Supercars CEO Sean Seamer says the Gen3 regulations won't "dumb down" the series, despite a focus on cost containment and a move to more control parts.
The category is currently working on its next major technical overhaul, a team led by former Bathurst 12 Hour event director John Casey developing the framework for the post-2021 era of Supercars racing.
With cost reduction a major focus, a move to even more control parts is expected as part of the Gen3 package, including a mandatory front-end package centred around control uprights as well as a revised wheel spindle - which will allow teams to use electric wheel guns rather than expensive pneumatic systems.
It will all follow the introduction of a control damper, which will come into play next season.
Controlling more front-end components, particularly front uprights, is likely to provide significant cost relief to teams by restricting development and manufacturing, which should offer a more level playing field in the series.
The risk of an increase in control components is a dulled engineering challenge - something that Seamer says the Gen3 team is aware it needs to avoid.
"There's certainly no intention to dumb it down," Seamer told Autosport.
"We don't want to take what we've got and pull it backwards.
"But what we're saying is, can we make changes that maintain the show - or improve the show, like the tyres will - and save the teams money?
"That's what we're looking at from a technical point of view."

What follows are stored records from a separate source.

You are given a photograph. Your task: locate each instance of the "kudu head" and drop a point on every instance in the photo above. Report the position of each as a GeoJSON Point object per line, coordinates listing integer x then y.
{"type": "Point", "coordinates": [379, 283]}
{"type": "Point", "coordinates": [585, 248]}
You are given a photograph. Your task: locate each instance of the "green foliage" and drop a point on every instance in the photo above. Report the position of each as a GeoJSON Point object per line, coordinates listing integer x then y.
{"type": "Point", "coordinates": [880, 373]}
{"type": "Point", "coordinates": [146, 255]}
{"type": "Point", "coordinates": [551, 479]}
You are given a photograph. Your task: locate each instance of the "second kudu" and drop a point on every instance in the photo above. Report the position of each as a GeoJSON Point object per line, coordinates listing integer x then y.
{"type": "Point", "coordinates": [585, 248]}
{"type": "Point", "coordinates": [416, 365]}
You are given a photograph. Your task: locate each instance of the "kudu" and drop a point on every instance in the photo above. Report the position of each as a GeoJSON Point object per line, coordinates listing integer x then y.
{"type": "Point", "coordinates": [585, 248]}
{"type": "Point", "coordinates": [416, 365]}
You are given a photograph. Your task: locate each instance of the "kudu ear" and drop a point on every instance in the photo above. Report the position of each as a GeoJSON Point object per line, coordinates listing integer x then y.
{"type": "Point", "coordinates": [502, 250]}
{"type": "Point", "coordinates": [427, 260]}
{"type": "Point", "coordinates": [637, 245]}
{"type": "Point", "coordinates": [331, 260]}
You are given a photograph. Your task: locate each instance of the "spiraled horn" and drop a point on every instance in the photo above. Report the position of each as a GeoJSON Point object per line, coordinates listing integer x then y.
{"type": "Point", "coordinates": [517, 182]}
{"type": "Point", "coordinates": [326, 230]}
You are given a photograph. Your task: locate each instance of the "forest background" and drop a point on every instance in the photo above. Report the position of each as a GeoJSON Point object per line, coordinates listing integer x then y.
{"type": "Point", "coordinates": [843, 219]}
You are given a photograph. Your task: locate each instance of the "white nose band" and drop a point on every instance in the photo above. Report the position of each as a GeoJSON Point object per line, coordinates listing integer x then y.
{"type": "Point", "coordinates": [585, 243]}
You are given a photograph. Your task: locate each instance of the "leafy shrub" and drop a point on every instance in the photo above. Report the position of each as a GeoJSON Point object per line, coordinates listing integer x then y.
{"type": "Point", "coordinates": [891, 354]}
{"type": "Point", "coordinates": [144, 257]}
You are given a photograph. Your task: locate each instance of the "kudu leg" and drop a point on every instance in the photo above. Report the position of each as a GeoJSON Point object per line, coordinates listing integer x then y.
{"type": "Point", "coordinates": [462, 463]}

According to Kelly Racing boss Todd Kelly, the benefits of a control upright in terms of cost will outweigh the restriction of engineering freedom.

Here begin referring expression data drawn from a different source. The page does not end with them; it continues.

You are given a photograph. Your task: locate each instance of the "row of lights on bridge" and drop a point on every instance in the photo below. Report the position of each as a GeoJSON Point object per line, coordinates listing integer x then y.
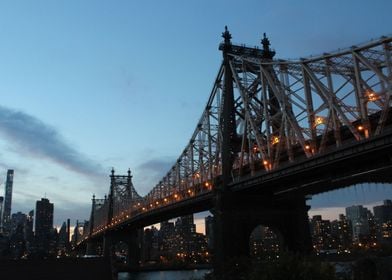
{"type": "Point", "coordinates": [143, 208]}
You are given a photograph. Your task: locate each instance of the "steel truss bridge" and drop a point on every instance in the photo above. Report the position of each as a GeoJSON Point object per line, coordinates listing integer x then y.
{"type": "Point", "coordinates": [272, 128]}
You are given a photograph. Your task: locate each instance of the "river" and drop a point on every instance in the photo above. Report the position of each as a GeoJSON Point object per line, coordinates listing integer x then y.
{"type": "Point", "coordinates": [196, 274]}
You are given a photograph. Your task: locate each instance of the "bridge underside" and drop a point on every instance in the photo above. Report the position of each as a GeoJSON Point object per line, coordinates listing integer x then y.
{"type": "Point", "coordinates": [360, 162]}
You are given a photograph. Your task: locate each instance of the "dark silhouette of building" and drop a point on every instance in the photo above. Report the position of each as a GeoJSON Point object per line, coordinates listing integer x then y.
{"type": "Point", "coordinates": [1, 212]}
{"type": "Point", "coordinates": [43, 226]}
{"type": "Point", "coordinates": [359, 218]}
{"type": "Point", "coordinates": [7, 202]}
{"type": "Point", "coordinates": [209, 228]}
{"type": "Point", "coordinates": [383, 221]}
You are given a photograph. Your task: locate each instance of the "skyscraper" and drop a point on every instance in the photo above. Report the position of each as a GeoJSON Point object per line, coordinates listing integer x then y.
{"type": "Point", "coordinates": [43, 226]}
{"type": "Point", "coordinates": [7, 202]}
{"type": "Point", "coordinates": [358, 215]}
{"type": "Point", "coordinates": [43, 218]}
{"type": "Point", "coordinates": [1, 213]}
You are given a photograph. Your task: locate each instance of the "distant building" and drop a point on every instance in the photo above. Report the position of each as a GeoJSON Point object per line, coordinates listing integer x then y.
{"type": "Point", "coordinates": [17, 235]}
{"type": "Point", "coordinates": [383, 221]}
{"type": "Point", "coordinates": [359, 218]}
{"type": "Point", "coordinates": [43, 226]}
{"type": "Point", "coordinates": [209, 226]}
{"type": "Point", "coordinates": [1, 213]}
{"type": "Point", "coordinates": [7, 202]}
{"type": "Point", "coordinates": [29, 230]}
{"type": "Point", "coordinates": [18, 220]}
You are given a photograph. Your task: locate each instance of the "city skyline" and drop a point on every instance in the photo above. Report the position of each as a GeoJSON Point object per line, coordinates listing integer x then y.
{"type": "Point", "coordinates": [90, 86]}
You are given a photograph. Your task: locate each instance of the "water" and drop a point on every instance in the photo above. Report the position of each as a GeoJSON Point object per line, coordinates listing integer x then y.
{"type": "Point", "coordinates": [196, 274]}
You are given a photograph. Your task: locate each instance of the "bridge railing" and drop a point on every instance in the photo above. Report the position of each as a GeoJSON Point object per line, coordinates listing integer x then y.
{"type": "Point", "coordinates": [283, 110]}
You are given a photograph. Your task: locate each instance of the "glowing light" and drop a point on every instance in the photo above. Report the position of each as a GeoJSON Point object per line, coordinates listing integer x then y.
{"type": "Point", "coordinates": [319, 120]}
{"type": "Point", "coordinates": [371, 96]}
{"type": "Point", "coordinates": [275, 140]}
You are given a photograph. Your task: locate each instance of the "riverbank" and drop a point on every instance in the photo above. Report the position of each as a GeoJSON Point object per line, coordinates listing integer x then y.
{"type": "Point", "coordinates": [56, 269]}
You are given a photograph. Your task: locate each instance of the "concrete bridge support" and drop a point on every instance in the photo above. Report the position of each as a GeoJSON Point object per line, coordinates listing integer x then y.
{"type": "Point", "coordinates": [134, 240]}
{"type": "Point", "coordinates": [235, 217]}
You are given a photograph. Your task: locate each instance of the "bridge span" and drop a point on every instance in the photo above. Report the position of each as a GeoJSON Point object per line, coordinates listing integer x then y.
{"type": "Point", "coordinates": [273, 132]}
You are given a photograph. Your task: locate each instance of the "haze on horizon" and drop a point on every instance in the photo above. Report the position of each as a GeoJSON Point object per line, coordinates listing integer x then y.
{"type": "Point", "coordinates": [91, 85]}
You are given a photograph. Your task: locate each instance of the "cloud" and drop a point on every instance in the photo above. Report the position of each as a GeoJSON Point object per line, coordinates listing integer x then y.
{"type": "Point", "coordinates": [151, 172]}
{"type": "Point", "coordinates": [32, 136]}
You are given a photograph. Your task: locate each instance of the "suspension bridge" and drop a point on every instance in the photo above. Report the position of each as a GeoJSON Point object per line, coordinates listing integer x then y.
{"type": "Point", "coordinates": [273, 132]}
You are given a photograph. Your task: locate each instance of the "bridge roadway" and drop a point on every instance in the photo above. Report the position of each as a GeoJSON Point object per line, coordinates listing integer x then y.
{"type": "Point", "coordinates": [369, 160]}
{"type": "Point", "coordinates": [272, 133]}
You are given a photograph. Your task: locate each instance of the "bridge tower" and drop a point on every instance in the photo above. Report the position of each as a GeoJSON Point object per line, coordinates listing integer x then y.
{"type": "Point", "coordinates": [122, 194]}
{"type": "Point", "coordinates": [236, 216]}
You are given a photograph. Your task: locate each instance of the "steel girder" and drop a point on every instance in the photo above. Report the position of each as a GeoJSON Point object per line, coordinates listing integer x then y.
{"type": "Point", "coordinates": [284, 110]}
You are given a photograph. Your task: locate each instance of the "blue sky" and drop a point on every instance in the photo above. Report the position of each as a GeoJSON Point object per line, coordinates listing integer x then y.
{"type": "Point", "coordinates": [87, 85]}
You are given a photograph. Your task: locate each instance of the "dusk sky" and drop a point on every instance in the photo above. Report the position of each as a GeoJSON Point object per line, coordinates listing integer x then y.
{"type": "Point", "coordinates": [87, 85]}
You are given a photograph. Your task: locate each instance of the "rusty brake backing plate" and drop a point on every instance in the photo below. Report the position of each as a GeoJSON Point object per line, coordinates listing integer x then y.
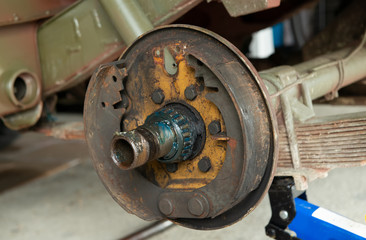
{"type": "Point", "coordinates": [180, 128]}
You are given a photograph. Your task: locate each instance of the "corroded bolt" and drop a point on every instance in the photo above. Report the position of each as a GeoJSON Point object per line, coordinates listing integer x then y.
{"type": "Point", "coordinates": [214, 127]}
{"type": "Point", "coordinates": [283, 214]}
{"type": "Point", "coordinates": [271, 232]}
{"type": "Point", "coordinates": [158, 96]}
{"type": "Point", "coordinates": [171, 167]}
{"type": "Point", "coordinates": [166, 206]}
{"type": "Point", "coordinates": [190, 92]}
{"type": "Point", "coordinates": [204, 165]}
{"type": "Point", "coordinates": [196, 206]}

"It's really enjoyable to design and make things and develop things," he said.
"It's really good for us, it's good for the engineers... but at the end of the day, everybody in the grandstand doesn't see any of that. There's no benefit to it - and it costs us a huge amount of money.
"You still have the engineering of the cars and the tuning of the cars, which is what gets a team results.
"Getting all those things right is what achieves success, so I think the more controlled parts in the cars to make them cheaper and more sustainable, the better.
"We still have the ability to go silly with engineering the car and changing all the bits and pieces that don't cost a lot of money, to keep it satisfying in an engineering sense.
"Even the little bits and pieces you can do with chassis setup to alter the aerodynamics of the car, and springs and damper adjustments. There's more than enough to confuse yourself even if you cut back a tenth of the things you're allowed to adjust.
"There's no reason why we should keep heading down that path."
The control upright move could have a negative impact on the sport's powerhouse teams, particularly Triple Eight, which also sells uprights as part of its successful customer programme.
But team manager Mark Dutton concedes that the introduction of control units is the right way forward, even if it means closing one of the team's avenues for a competitive advantage.
"It's probably a necessary evil, just to help contain costs," he said.
"Obviously we love having all of the freedoms in the world, but the tighter budgets become, the tighter you have to tie down the freedom. It's just a fact of life.
"There's still more than enough on the cars to be able to fine-tune things.
"Even little things that, if we went through and listed some of them off, you'd roll your eyes and think we're being boring.
"It is a lot different to GT racing.
"We've done some GT racing this year and when you see little things that you want to tidy up on the car, you can't do that because it's homologated, you can't do this because it's homologated."